Il DS del Napoli Cristiano Giuntoli ha rilasciato alcune dichiarazioni ai microfoni di Radio Kiss Kiss.
“Il rinnovamento era già stato fatto nel 2019 quando erano rimasti 4 calciatori su 26. Poi abbiamo cercato di ripartire con un progetto che potesse dare una continuità di auto sussistenza economica che ti porta ad essere più sereno nei ragionamenti.
Credo che un tifoso napoletano debba essere orgoglioso di tutto quello che sta facendo la famiglia De Laurentiis perché mantenere la squadra ad alti livelli non è facile e servono grandi capacità manageriali che ha dimostrato di avere.
Kvaratskhelia? Da parte nostra c’è sempre stato un interessamento. In passato chiedevano tantissimi soldi che non potevamo spendere. Abbiamo aspettato il momento giusto e lo scoppiare della guerra ci ha permesso di avere un canale un po’ meno costoso.
Nuovo ciclo? La squadra per essere competitiva deve avere per prima cosa equilibrio, quindi conoscere bene nello specifico le caratteristiche dei calciatori. E ci vuole un po’ di pazienza.
Sono da otto anni a Napoli e vi posso dire che scremare l’organico e rinforzarlo è difficile. Poi quello che pensa il popolino non mi interessa. Questo è un Napoli competitivo e di questo sono sicuro. Ma questo non è il Napoli di Giuntoli ma il Napoli di tutti.

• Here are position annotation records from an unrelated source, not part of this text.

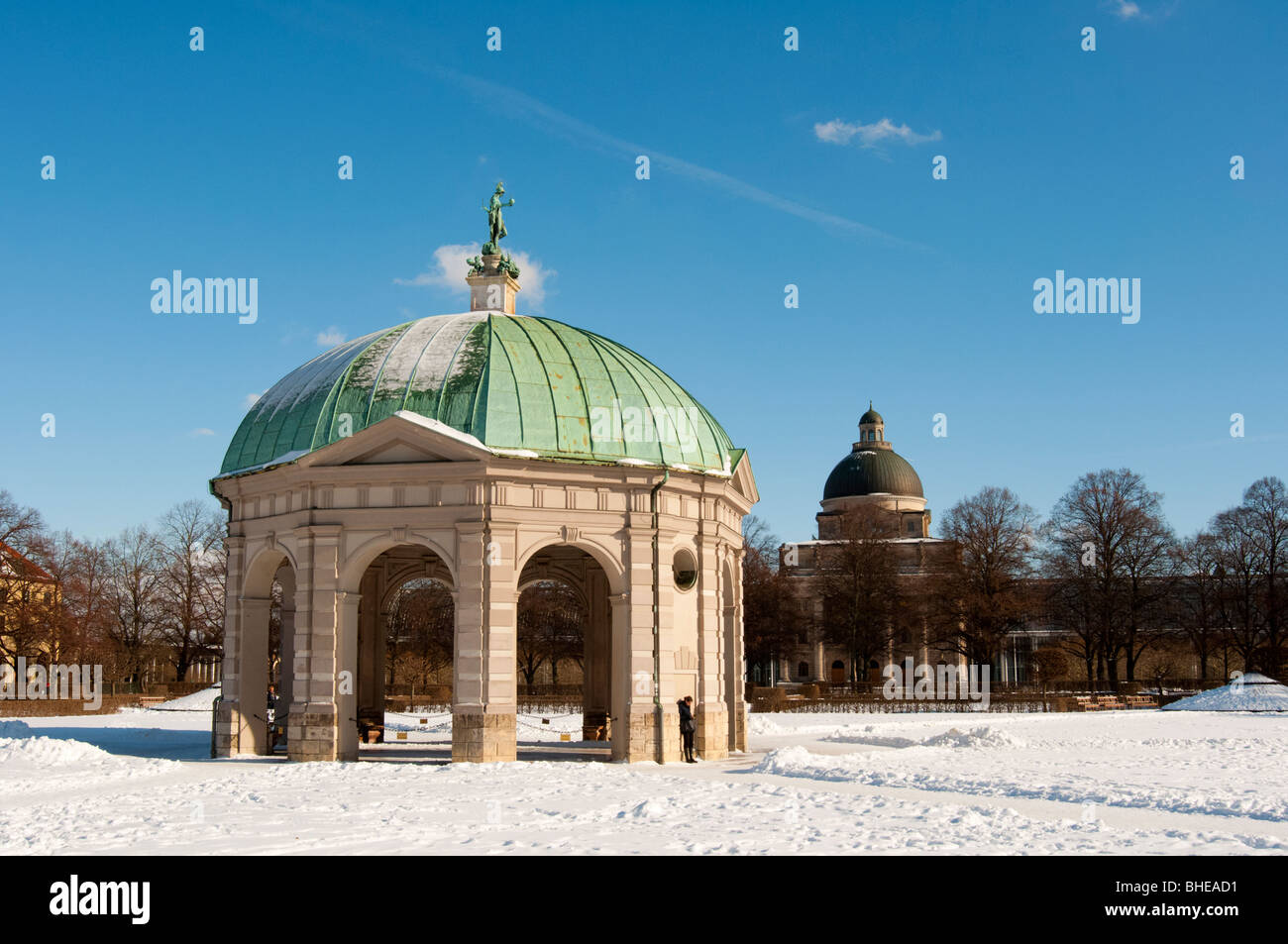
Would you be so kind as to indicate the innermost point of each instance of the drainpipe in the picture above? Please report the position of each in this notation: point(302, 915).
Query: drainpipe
point(657, 599)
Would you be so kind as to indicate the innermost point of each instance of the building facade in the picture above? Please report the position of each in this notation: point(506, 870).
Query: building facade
point(485, 451)
point(874, 480)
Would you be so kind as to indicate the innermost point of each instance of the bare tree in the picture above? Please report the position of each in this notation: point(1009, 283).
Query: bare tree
point(419, 631)
point(134, 597)
point(1106, 541)
point(1266, 513)
point(191, 590)
point(552, 629)
point(863, 603)
point(21, 528)
point(984, 590)
point(1196, 600)
point(772, 618)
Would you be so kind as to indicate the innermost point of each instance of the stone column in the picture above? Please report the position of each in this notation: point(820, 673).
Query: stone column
point(737, 669)
point(313, 725)
point(372, 706)
point(711, 739)
point(596, 660)
point(286, 642)
point(227, 724)
point(483, 691)
point(250, 715)
point(651, 724)
point(347, 675)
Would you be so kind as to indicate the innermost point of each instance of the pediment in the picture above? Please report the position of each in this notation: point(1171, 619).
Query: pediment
point(400, 439)
point(743, 481)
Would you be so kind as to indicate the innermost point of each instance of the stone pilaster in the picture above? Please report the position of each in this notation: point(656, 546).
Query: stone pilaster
point(314, 723)
point(711, 716)
point(483, 691)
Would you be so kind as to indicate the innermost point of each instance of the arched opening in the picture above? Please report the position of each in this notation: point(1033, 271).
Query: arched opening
point(397, 634)
point(263, 626)
point(565, 655)
point(420, 625)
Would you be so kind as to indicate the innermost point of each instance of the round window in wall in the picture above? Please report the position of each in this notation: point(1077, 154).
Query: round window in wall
point(684, 570)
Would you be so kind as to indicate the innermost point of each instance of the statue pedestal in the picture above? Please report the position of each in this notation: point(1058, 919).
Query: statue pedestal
point(492, 290)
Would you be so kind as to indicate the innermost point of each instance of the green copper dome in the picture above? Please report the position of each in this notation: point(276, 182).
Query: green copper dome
point(510, 381)
point(872, 472)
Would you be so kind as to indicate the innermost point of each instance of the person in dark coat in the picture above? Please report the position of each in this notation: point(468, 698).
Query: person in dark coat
point(687, 728)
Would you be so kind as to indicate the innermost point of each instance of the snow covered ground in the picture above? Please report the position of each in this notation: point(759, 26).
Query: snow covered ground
point(141, 782)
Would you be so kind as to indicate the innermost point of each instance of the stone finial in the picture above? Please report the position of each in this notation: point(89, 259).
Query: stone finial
point(492, 283)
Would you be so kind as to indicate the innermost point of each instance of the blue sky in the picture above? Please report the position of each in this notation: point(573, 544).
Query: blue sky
point(913, 292)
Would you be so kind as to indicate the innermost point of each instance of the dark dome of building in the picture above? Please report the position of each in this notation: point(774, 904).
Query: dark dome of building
point(872, 472)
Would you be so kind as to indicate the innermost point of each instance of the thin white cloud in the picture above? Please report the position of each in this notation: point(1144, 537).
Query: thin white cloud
point(883, 132)
point(449, 269)
point(520, 106)
point(1129, 9)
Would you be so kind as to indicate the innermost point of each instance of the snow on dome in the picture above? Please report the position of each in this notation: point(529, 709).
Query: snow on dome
point(1250, 691)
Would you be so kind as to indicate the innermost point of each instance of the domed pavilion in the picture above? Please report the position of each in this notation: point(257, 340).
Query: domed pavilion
point(487, 451)
point(872, 493)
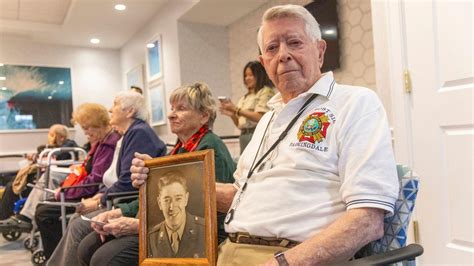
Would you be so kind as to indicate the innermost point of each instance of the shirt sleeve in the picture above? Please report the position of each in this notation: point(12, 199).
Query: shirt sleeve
point(101, 162)
point(138, 140)
point(366, 163)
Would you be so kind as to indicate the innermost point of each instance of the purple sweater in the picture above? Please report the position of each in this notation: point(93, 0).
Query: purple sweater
point(101, 161)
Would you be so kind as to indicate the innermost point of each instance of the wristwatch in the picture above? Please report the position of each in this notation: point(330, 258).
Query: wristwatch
point(280, 257)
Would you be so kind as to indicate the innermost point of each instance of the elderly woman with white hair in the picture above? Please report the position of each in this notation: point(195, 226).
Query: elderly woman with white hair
point(193, 111)
point(128, 116)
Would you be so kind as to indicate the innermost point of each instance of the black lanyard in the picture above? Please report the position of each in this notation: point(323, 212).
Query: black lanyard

Osimhen? Ha un affaticamento all’adduttore ma non c’è lesione. Decideremo a poche ore della partita col Liverpool se è il caso di rischiare o meno.
Meret? Abbiamo sempre puntato su di lui. Ha perso due volte 40 giorni lo scorso anno e quando lo comprammo ha perso 2 mesi. Con Ancelotti giocò più di Ospina, poi per una ossessione sulla impostazione da dietro, ha giocato meno. Rinnovo? Adesso che ha la titolarità non credo che ci saranno problemi. Attendiamo il rientro dalle vacanze del suo agente. L’ho visto più sereno nelle ultime tre partite. In porta è il più bravo degli ultimi anni. Ha elasticità e sa difendere la porta. Se ha fatto più di 100 partite nel Napoli, un motivo ci sarà pur essendo così giovane.
Navas-Fabiàn Ruiz? In primavera avevamo 4 giocatori in scadenza, ovvero Koulibaly, Ounas, Fabian Ruiz e Meret e o rinnovavano o dovevano essere ceduti. Avendo un buonissimo rapporto con il Psg che cercava un giocatore come Fabian Ruiz, abbiamo fatto una sorta di accordo di problemi reciproci. Volevamo affiancare Navas a Meret ma quando abbiamo capito che non era possibile farlo perché c’era un disguido tra di loro, abbiamo avuto fortuna e siamo stati bravi a vendere Fabian Ruiz.
Ronaldo? Non c’è mai stata una trattativa.
Il Napoli non si deve porre obiettivi se non quello di vincere tutte le partite. Il Napoli deve provare a vincere con il Liverpool che in questo momento sembra in difficoltà però ha cambiato qualcosina ma sarà una partita molto difficile ma sicuramente lo sarà anche per loro, Il Napoli sa che può essere competitivo contro chiunque poi parlerà il tempo.
Ndombelé è un po’ fuori agonismo e gli manca la partita ma ha grandi qualità. Deve essere bravo il mister a farlo entrare in condizione piano piano. Se ha grande condizione può giocare anche in un centrocampo a 2. In questo momento secondo me è meglio a 3 così si può dividere il campo con più giocatori. Credo sia meglio faccia la mezzala in un 4-3-3. C’è un diritto di riscatto con il Tottenham anche se molto alto.
Raspadori? Noi volevamo un giocatore che potesse rimpiazzare Mertens, che avesse qualità nel breve, che potesse giocare in tanti ruoli davanti e italiano e abbiamo individuato lui. Il ragazzo ha avuto tanta voglia di venire e forti di questa voglia siamo stati fermi sulle nostre condizioni e alla fine l’abbiamo avuta vinta. Può fare anche il centravanti soprattutto con squadre che si chiudono.
Ci auguriamo che per Zielinski possa essere l’anno della consacrazione. Lo scorso anno non ha fatto benissimo, speriamo possa fare il salto di qualità finale. Ha tempi di inserimento da dietro come mezzala e può giocare sotto l’attaccante. Può coprire quei vuoti del centrocampo.
Cori? Napoli città straordinaria e piazza calcistica che mette una bella pressione che ti fa sentire vivo. Quando sento quei cori sono deluso, ma orgoglioso perché vuol dire che siamo forti e diamo fastidio”.